Friday, April 18, 2008
Being on vacation offered a perfect opportunity to visit the Onondaga Audubon Society's Derby Hill Bird Observatory in Mexico, NY to view the annual spring hawk migration with Connie O'Brien and Andy Boehm. I forgot the camera but have stolen pictures from the web. It was a beautiful day, and in the first half hour we saw what we'd come for: Bald Eagles, Golden Eagles, Osprey, Broad-wing Hawks, Red-tail Hawks, Cooper's Hawk, and many, many Turkey Vultures.
It was just a perfect day to sit on a high bluff above Lake Ontario. So when the winds shifted a little and came off the lake, it pushed the birds south and the official counter and most of the observers went to the other site about half a mile away from the lake. We decided to stay put for awhile even though there weren't many birds. We enjoyed our picnic lunch, I had a banjo and played some tunes and Connie even finished a book she's been slogging through. We were rewarded with an Osprey that dove into the lake right behind that tree. Then the real reward came when we moved to the other site and witnessed swarms of raptors coming our way.
When more than 600 Turkey Vultures pass over in a day it's easy to not pay enough attention to notice something different, even for the experts. Fortunately for the experts (all three official counters were there at the time) Andy had a quest to see a Black Vulture. He kept it quiet until he was pretty certain, then brought it to the attention of everyone and it was confirmed. Only the second one spotted this year. He kept saying, "That bird doesn't have a head." But it was the white wing tips that distinguished it from the Turkey Vultures.
I later saw an Osprey that would have gone unnoticed, but lost my credibility almost right away by claiming another one that turned out to be a Rough-legged. Still, there were only six of those counted all day.

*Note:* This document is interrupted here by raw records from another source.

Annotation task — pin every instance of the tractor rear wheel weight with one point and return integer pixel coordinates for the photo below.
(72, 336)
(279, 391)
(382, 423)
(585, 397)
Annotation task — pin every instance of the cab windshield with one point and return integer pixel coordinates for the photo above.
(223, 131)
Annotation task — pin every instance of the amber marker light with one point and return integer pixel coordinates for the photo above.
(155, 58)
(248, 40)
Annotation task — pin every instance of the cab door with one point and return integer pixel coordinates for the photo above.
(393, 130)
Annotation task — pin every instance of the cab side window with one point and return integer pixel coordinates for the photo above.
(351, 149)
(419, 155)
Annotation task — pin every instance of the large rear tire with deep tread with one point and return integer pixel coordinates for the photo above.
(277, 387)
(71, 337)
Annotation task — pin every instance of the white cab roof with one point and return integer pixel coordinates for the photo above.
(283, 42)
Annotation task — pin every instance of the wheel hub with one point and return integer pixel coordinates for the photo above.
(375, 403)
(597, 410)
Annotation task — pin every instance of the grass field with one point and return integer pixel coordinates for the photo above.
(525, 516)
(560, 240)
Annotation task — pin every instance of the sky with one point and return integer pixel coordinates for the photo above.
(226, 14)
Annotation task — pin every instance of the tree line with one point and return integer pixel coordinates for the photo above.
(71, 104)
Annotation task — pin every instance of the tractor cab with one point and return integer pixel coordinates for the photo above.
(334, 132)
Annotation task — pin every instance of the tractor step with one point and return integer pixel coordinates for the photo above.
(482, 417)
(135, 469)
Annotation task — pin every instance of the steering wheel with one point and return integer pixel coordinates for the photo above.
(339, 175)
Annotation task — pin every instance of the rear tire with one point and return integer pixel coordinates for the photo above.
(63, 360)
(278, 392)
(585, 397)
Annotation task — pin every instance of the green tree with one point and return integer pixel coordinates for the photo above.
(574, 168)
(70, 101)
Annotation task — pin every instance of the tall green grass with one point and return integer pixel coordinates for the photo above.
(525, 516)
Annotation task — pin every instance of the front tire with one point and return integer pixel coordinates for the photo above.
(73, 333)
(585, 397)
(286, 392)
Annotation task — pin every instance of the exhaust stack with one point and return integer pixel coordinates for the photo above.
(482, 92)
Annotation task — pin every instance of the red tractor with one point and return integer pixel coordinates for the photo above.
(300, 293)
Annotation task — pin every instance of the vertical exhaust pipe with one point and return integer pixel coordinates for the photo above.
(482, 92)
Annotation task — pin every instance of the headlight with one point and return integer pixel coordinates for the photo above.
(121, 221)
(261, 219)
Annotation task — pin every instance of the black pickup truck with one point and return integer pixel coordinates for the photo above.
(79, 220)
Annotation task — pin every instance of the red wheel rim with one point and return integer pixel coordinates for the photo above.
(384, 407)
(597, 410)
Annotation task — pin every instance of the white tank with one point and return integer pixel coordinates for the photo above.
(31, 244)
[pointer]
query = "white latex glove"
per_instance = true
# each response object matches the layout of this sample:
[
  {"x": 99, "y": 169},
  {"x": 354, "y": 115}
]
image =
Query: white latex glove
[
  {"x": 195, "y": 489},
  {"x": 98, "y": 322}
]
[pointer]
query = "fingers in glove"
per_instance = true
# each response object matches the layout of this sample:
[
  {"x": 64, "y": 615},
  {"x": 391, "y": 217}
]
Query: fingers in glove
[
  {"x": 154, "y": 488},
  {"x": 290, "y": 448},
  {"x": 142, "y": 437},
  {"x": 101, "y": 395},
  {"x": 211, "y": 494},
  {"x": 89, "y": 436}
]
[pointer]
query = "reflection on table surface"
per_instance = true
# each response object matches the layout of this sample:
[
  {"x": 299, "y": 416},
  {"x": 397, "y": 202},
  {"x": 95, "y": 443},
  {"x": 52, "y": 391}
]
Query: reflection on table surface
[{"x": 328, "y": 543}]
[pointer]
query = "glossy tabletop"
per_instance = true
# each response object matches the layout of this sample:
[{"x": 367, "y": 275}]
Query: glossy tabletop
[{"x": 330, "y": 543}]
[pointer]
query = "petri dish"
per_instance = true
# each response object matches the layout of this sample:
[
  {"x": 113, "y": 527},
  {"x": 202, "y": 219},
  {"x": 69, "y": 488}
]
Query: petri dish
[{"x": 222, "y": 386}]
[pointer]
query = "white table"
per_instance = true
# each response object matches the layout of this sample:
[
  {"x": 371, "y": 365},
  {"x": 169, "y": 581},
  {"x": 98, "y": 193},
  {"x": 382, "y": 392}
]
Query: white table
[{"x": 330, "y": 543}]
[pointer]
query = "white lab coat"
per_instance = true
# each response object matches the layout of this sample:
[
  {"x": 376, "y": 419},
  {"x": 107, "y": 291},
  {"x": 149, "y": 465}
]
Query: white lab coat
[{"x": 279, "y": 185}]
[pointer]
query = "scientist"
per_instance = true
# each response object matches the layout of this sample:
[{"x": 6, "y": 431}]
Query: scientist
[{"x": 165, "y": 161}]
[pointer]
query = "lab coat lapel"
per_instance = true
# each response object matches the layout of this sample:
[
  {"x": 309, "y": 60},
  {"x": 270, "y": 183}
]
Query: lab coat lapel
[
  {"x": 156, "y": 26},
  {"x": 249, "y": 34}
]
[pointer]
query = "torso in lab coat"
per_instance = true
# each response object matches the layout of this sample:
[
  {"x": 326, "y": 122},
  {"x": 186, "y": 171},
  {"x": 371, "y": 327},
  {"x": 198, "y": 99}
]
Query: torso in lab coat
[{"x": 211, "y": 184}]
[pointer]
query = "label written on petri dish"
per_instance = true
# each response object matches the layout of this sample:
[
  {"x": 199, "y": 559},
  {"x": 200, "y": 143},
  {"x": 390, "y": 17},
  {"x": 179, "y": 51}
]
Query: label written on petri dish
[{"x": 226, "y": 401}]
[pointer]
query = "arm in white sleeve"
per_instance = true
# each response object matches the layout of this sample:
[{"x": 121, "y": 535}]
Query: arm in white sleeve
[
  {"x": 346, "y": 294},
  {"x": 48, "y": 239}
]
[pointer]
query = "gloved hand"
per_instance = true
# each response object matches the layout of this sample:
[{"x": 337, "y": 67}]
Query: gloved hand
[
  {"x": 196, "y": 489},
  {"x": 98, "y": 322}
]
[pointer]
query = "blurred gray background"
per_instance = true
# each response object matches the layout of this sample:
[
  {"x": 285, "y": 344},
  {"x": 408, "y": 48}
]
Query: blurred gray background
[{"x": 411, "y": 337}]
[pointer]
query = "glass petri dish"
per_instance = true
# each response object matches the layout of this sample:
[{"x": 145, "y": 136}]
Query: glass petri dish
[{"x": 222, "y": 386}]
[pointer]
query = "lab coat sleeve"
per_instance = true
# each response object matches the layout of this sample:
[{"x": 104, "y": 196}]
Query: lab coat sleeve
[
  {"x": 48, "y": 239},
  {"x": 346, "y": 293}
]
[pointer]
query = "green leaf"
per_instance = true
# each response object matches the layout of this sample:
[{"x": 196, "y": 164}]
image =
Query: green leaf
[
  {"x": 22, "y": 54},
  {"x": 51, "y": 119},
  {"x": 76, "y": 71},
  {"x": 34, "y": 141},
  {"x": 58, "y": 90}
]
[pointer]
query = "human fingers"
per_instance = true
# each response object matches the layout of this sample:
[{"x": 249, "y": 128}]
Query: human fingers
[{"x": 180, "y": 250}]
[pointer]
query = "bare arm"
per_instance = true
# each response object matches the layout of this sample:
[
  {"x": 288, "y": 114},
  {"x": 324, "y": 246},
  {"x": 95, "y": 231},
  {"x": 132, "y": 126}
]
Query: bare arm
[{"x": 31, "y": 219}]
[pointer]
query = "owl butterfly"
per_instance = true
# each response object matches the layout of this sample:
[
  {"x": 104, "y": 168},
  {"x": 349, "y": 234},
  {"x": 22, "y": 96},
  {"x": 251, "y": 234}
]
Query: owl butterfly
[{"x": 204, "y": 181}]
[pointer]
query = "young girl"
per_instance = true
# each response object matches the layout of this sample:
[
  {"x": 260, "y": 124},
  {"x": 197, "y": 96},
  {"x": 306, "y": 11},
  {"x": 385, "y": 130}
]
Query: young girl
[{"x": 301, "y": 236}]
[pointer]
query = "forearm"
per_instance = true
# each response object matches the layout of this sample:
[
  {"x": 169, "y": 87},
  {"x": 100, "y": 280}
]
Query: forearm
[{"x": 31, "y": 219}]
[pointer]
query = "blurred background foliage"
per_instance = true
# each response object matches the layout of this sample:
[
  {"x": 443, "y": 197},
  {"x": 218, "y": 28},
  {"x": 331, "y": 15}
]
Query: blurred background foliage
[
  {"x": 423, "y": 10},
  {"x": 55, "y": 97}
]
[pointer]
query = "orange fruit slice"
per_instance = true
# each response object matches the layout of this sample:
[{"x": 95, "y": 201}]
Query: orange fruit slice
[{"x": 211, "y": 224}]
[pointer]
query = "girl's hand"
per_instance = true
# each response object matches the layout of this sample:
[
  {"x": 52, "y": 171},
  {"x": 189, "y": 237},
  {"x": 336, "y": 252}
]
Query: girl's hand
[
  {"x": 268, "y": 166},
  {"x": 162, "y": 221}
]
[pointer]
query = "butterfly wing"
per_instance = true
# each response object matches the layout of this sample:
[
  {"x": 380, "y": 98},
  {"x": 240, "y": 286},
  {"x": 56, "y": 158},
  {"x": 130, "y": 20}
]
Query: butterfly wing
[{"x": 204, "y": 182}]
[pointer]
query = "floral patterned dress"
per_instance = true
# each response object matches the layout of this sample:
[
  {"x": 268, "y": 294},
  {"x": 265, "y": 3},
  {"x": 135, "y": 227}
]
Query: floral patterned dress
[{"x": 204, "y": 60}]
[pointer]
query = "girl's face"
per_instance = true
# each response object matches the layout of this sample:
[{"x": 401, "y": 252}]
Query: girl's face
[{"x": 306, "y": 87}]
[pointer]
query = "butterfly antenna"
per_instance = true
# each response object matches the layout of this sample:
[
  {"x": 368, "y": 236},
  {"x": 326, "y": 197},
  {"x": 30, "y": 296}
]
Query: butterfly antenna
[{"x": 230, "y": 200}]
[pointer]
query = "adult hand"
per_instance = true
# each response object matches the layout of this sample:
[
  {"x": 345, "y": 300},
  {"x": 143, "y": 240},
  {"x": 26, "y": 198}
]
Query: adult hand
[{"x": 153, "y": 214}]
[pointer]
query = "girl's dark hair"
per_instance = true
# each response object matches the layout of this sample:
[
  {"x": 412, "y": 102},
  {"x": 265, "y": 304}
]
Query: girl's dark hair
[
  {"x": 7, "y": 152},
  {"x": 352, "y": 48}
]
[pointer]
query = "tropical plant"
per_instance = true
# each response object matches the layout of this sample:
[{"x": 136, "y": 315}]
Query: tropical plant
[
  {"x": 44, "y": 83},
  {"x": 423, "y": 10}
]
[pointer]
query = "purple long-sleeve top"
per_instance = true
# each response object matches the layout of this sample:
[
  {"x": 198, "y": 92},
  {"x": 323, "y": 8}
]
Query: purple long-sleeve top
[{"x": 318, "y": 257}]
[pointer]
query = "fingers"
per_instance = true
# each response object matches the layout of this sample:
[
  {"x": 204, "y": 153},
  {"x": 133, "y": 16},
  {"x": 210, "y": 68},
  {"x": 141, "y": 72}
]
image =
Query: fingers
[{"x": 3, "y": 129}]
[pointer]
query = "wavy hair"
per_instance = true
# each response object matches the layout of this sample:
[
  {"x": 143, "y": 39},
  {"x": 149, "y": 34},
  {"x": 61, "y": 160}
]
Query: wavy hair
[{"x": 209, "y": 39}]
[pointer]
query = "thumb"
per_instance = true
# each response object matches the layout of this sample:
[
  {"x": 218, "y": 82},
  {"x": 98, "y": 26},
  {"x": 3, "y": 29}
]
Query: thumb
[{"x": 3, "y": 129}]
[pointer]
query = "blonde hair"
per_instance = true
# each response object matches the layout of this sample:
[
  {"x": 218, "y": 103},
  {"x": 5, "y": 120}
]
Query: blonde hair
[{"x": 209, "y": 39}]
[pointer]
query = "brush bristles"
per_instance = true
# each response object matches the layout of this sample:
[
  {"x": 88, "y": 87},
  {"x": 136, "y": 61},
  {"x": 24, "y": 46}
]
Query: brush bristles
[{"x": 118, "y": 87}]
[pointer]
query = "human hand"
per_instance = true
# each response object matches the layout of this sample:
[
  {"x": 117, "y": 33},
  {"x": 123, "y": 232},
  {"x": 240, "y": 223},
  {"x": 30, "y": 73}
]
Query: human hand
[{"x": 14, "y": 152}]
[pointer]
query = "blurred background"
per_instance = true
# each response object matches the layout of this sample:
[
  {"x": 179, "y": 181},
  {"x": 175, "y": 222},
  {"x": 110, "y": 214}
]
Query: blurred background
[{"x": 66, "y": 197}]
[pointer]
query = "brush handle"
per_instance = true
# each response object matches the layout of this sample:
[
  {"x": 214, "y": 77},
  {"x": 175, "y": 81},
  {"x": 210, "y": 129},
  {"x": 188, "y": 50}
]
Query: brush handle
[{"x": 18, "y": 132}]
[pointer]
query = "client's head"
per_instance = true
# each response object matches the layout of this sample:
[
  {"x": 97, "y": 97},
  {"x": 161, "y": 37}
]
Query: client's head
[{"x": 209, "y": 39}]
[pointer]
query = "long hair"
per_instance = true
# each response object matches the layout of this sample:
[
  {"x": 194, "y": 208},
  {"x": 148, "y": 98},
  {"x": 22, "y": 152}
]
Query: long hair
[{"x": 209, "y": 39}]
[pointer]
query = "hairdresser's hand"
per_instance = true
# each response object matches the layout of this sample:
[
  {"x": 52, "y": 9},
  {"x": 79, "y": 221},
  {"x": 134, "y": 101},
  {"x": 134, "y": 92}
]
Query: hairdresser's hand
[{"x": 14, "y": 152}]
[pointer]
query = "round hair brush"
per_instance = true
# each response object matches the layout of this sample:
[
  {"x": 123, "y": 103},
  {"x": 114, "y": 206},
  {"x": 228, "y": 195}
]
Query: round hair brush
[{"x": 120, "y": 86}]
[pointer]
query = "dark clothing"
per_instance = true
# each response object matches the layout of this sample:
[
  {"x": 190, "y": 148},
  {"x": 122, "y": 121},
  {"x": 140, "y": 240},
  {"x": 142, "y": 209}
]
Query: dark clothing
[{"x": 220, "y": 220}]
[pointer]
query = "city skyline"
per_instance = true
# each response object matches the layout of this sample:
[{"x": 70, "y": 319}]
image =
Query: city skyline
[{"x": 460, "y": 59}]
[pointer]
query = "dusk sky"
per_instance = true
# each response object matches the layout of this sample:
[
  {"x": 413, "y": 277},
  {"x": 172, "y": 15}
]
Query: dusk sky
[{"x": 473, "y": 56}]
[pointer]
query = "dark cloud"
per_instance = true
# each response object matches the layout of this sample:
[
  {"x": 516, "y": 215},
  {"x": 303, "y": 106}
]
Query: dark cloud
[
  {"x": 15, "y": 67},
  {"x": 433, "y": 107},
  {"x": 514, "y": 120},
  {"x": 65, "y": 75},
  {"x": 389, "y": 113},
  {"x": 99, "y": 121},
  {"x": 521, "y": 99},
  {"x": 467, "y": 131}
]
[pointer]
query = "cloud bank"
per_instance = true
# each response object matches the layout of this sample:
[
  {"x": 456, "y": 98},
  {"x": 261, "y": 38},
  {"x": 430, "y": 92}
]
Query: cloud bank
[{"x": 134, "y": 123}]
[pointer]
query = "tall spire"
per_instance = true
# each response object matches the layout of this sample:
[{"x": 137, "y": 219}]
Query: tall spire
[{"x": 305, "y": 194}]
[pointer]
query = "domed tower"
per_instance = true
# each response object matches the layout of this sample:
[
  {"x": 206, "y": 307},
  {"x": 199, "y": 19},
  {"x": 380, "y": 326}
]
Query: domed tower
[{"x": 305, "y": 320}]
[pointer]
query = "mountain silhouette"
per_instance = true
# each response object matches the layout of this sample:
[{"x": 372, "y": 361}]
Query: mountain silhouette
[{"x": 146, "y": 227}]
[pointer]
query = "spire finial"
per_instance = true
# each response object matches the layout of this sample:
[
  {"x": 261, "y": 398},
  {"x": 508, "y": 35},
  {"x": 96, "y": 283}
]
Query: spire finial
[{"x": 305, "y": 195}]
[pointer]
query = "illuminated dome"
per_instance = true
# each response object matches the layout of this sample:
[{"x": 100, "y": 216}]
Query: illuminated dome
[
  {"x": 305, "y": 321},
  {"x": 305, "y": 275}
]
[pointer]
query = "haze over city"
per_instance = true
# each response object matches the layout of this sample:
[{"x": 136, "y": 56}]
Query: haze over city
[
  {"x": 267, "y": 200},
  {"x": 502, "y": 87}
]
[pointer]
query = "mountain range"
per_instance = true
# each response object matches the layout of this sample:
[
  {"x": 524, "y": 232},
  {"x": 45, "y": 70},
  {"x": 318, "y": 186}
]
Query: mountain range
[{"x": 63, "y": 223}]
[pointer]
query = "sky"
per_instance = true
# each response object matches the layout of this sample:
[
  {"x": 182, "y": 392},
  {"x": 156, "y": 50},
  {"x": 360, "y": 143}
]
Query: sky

Here's how most of the Bald Eagles looked. When they are immature they lack the white head and tail. I missed any mature ones that passed over, but there were so many birds to watch I hope I can be forgiven for missing a few. If you're still reading at this point you're interested enough in the day's official count and can find it by clicking here. We were there on April 16 when the official count was 1710 total.